Льюис убрал карточку в портсигар, закрыв ею другой снимок, Майкла, и защелкнул крышку. Затянулся в последний раз и бросил окурок на рельсы. Под высокой крышей возились птицы. Снизу раздался радостный возглас, и Льюис посмотрел на рельсы. Там стоял немолодой тщедушный человечек и с благоговением разглядывал еще дымящийся окурок, бормоча как заведенный "danke, danke, danke". В обычные времена столь восторженная благодарность, явно несоразмерная крохотной милости, прозвучала бы издевкой, но в Stunde Null брошенный окурок был манной небесной.

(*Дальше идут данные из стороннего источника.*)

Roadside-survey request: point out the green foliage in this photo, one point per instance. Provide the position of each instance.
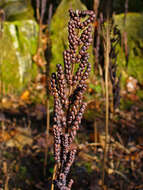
(134, 30)
(17, 45)
(17, 9)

Жалость и отвращение схватились в душе Льюиса, и, как всегда, верх взяла жалость. Он снова достал свой серебряный портсигар, извлек из него три сигареты, наклонился и протянул их человечку. Тот потрясенно уставился на них, не смея взять, страшась, что это только мираж.
– Nehm Sie! Schnell! – поторопил Льюис, понимая, что собравшиеся здесь сослуживцы могут по-разному расценить его щедрость.
Немец схватил сигареты, зажал в ладони и быстро сунул руку под пальто.